Some of The People might say I am wasting my time, that he will die soon,” Eckapeta said. “Maybe I am, but I have not the heart within me to drive anyone else onto the Llano.” Tears filled her eyes. “I should never have done that to Toshua two years ago, even if his other wives had threatened to cut off
all
my fingers!” She sobbed out loud, then clapped her hands to her mouth, shamed. “He's a good man, my Toshua,” Eckapeta said finally. “Maybe I forgot.”


Toshua told me I am his little sister,” Paloma said.


He told me how you have saved his life over and over,” Eckapeta told her. She shook her head mournfully. “I couldn't even do that once. No wonder he is your older brother now.”

Without a word, Paloma took the pemmican from her and began chewing for the man lying there with something close to hope in his eyes now. When she finished with the pemmican, Paloma chewed hard bread and continued the meal, deeply aware she was probably performing a task more humble than even Father Damiano had ever attempted, and doing it for her enemies since childhood.

While she fed him, Eckapeta took water and deerskin scraps and cleaned the old fellow, despite his protests.

Paloma finished the puny feast with a swallow of water from her hand, the other hand behind the man's head to raise him a little. He smacked his lips in that way Toshua did when he ate with them in the kitchen of the Double Cross, and she knew he was satisfied. As the man she had fed looked at her and nodded, she wished that she had never scolded Toshua to stop smacking his lips.


Sleep now,” she whispered, her hand on his skinny chest. “My man will bring meat tonight.”
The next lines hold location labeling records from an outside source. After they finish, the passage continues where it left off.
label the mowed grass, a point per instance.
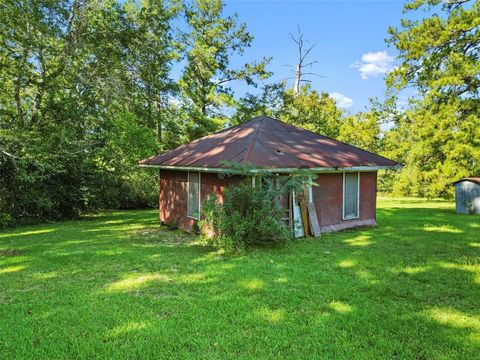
(118, 285)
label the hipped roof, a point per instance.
(264, 142)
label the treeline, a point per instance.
(88, 89)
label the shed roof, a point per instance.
(264, 142)
(475, 179)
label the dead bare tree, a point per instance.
(303, 52)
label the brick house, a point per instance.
(346, 175)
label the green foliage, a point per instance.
(313, 111)
(248, 216)
(439, 136)
(211, 40)
(362, 130)
(86, 93)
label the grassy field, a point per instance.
(118, 285)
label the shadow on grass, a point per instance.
(121, 284)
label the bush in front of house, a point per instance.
(248, 216)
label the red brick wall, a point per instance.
(327, 197)
(328, 200)
(173, 195)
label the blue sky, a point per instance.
(349, 36)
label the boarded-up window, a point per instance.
(350, 195)
(193, 206)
She knew she would never be the same again, not ever, when she arrived at the next tipi and watched a young woman with exhaustion deep in her eyes and hunger practically sitting on her shoulder like a vulture nurse two infants. To say that she looked overwhelmed was to understate the matter.


What is this?” Paloma asked, horrified.


Her sister died of
la viruela
,” Eckapeta said, “and she is trying to keep both of their babies alive. I think her husband followed my husband and your man on the hunt this morning. If they are successful, she gets the first meal, else how can she keep them alive?”
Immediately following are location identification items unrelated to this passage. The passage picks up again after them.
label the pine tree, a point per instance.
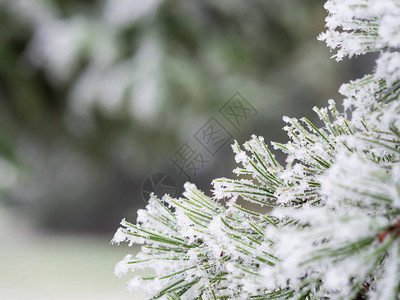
(334, 229)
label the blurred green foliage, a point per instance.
(93, 97)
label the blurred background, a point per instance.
(97, 95)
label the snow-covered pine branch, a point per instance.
(334, 228)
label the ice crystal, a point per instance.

Paloma nodded. She knelt close to the woman, all fear gone. When one baby appeared satisfied, she picked up the child and gathered it to her heart, wrapping her cloak around the little morsel. “Would to God this were mine,” she murmured into its hair. “Would to God.”

Eckapeta looked at her, eyes alert. “I … I thought perhaps you had left your children with a nursemaid at that fortress with the stone walls that Toshua told me of last night.”
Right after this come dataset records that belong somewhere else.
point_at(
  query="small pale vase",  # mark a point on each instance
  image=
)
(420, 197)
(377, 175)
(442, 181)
I have no children. I am barren,” Paloma said. Only blunt speech would do in this place of nothing but terrible truth. “It is the sorrow of my life, perhaps even greater than the death of my family.”


We have all suffered,” Eckapeta said quietly. They sat together, shoulder to shoulder, until the woman with the one baby now held out her hand for the pemmican. Paloma had to look away. The desperation in the young mother's face was as great as the desperation in Toshua's eyes, when she found him starving in Señor Muñoz's henhouse and rolled a rotten egg his way. She held the baby close, not caring when it wet on her and soaked through her cloak.

Content to her heart's core, Paloma sat cross-legged in the tipi. There was warmth and food for the mother, who made little mewling sounds as she ate. Paloma looked around to see Antonio come into the tent with Ayasha and kneel by a still form.


Where do I take the dead?” he whispered to Eckapeta.


Cross the stream by the two trees close together. You will see other bodies in the rocks.”

He picked up the body and Eckapeta covered it with a worn blanket, the kind someone must have stolen on a raid into Spanish lands. Maybe it was even from her own parents' hacienda, snatched eight years ago. Never mind; what was done, was done.

When Antonio returned, his face stark, Eckapeta had finished feeding the young mother. The baby slept, too, so she covered mother and daughter with a trade blanket and held out her hands for the infant wrapped in Paloma's cloak.

Paloma shook her head and backed away. “No. I will keep this baby with me until it cries for milk, then I will bring it back.”